Configurations are places in intellij
specification of build.gradle.kts
file under DependencyGraph project.
version.set("2022.3.2")
type.set("IU")
plugins.set(
listOfNotNull(
"java",
"Kotlin",
// "org.intellij.scala:2022.3.20",
// "com.jetbrains.php:223.8617.20",
// "Pythonid:223.8617.20",
// "org.jetbrains.plugins.ruby:223.8617.56",
// "org.jetbrains.plugins.go:223.8617.9",
// "org.jetbrains.erlang:0.11.1162"
)
)
BFSig is configured to use the IntelliJ Ultimate version. If you don't have a license for the ultimate version of IntelliJ, you can use the trial time. Otherwise, you need to configure BFSig to use the community version of IntelliJ. To do so, you must change "IU" to "IC."
To run BFSig over repositories containing programming languages other than Java and Kotlin, you need to change the configuration and add corresponding plugins. To do so, you need to add the required plugins (Some are included in comments). Look here for details about the supported programming languages.
Furthermore, you can change the product type from IntelliJ to other JetBrains products, such as CLion. Look here for more details about available products and configurations.

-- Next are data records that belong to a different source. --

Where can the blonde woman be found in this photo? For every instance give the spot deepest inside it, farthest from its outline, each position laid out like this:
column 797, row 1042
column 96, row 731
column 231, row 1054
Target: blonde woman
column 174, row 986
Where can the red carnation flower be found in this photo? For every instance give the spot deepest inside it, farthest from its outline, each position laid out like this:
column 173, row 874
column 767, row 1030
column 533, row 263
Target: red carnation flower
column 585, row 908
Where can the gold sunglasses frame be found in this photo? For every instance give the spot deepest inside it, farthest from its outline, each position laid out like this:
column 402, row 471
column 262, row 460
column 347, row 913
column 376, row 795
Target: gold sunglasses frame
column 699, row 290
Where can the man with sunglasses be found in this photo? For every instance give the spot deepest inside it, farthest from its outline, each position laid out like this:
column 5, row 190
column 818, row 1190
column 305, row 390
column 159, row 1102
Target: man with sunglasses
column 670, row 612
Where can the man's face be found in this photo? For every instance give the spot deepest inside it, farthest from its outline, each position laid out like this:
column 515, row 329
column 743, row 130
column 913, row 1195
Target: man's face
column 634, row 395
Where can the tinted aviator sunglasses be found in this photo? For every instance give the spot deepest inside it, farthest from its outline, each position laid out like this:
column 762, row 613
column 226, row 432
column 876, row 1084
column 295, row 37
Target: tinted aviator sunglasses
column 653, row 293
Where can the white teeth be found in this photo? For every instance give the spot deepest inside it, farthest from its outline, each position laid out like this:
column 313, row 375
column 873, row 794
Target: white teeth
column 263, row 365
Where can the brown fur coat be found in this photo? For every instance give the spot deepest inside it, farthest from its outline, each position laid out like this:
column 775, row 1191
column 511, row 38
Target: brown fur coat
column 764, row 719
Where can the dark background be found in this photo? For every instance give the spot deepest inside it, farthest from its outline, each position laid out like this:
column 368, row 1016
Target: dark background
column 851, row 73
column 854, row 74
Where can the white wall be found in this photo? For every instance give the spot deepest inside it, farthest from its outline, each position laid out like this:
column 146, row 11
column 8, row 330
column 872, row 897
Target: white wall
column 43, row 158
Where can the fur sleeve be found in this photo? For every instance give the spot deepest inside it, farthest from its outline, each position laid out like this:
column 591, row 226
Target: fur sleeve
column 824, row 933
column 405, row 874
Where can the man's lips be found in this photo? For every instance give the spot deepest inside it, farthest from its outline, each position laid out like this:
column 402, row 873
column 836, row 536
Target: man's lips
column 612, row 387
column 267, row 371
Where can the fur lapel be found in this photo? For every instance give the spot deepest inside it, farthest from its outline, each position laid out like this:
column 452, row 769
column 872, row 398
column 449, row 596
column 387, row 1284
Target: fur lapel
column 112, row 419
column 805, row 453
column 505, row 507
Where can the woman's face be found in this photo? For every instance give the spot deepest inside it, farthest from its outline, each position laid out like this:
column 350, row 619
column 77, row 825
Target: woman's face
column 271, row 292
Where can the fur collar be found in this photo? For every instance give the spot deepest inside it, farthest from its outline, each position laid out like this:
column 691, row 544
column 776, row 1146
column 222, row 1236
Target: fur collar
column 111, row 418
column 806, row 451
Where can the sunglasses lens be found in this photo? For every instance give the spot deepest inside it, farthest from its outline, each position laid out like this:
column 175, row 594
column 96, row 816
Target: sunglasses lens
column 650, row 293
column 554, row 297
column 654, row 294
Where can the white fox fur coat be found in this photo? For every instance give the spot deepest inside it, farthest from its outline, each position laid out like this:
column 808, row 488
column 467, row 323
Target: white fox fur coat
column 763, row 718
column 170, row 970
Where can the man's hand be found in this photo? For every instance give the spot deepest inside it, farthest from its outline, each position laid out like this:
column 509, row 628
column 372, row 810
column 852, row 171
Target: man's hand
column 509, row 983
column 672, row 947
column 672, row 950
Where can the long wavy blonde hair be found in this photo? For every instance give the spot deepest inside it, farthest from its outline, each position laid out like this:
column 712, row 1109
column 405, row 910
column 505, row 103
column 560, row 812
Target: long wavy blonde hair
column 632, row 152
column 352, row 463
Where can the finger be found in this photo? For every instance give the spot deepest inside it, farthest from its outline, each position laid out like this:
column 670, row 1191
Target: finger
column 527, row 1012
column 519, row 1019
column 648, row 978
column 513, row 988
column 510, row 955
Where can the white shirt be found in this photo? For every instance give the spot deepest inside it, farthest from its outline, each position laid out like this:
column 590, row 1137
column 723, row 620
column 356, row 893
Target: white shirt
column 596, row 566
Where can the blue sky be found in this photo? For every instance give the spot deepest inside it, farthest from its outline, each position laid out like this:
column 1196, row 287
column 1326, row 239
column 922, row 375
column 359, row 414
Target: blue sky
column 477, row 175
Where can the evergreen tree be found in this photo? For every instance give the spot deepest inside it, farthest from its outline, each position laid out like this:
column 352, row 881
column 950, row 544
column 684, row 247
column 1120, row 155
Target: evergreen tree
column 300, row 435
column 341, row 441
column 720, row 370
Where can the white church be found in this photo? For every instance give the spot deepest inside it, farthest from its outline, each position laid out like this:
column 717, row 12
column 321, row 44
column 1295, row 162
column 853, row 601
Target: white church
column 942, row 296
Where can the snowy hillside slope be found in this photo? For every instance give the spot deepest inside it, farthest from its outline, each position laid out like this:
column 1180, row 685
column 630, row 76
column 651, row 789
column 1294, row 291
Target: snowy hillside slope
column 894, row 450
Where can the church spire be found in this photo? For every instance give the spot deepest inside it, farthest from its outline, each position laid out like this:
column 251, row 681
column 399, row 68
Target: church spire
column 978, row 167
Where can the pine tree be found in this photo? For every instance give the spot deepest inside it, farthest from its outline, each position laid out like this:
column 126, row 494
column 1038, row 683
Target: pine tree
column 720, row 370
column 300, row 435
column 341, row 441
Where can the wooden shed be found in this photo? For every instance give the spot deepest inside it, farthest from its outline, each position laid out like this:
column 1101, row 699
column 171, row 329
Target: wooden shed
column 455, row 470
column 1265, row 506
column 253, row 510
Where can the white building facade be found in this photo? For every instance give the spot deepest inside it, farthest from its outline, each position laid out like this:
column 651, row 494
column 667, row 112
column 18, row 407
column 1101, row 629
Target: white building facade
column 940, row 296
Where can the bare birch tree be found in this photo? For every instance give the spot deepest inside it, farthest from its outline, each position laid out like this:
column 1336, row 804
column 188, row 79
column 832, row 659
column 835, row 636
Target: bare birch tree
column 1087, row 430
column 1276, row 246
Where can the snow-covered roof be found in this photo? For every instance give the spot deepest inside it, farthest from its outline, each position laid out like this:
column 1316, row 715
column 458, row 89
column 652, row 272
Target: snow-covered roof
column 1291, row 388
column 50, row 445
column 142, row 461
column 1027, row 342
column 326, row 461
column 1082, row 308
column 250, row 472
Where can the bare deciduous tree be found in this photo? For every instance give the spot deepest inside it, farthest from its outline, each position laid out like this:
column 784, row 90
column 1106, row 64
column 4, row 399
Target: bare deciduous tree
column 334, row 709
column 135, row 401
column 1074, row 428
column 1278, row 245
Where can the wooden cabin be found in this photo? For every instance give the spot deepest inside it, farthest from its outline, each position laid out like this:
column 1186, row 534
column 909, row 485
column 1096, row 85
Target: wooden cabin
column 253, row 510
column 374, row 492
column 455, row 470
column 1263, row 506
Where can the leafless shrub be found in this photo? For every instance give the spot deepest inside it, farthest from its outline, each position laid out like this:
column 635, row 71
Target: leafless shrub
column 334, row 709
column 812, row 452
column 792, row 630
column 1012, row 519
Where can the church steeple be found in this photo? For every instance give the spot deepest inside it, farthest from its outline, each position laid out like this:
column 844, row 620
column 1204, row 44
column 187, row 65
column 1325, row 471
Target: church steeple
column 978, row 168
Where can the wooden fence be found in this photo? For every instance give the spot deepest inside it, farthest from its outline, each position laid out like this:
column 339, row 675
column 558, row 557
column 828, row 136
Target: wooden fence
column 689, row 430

You can use the automated test under the tests
folder to test if you have set up BFSig correctly. There are several specs included for sample projects. In addition, there is a spec for sprig cloud alibaba with the last commit of 2022. Look into tests/specs
folder to check all available specs.
To run the tests first make sure to prepare the target project. Then configure the project name and path in gradle.properties
under tests
folder
repo.path=SampleProjects/reference-test-mixed
repo.name=reference-test-mixed
Finally, run the tests with following command in tests
folder.
./gradlew test
Note that all the specs are generated using the Ultimate version of IntelliJ, and tests might fail if you use the community version.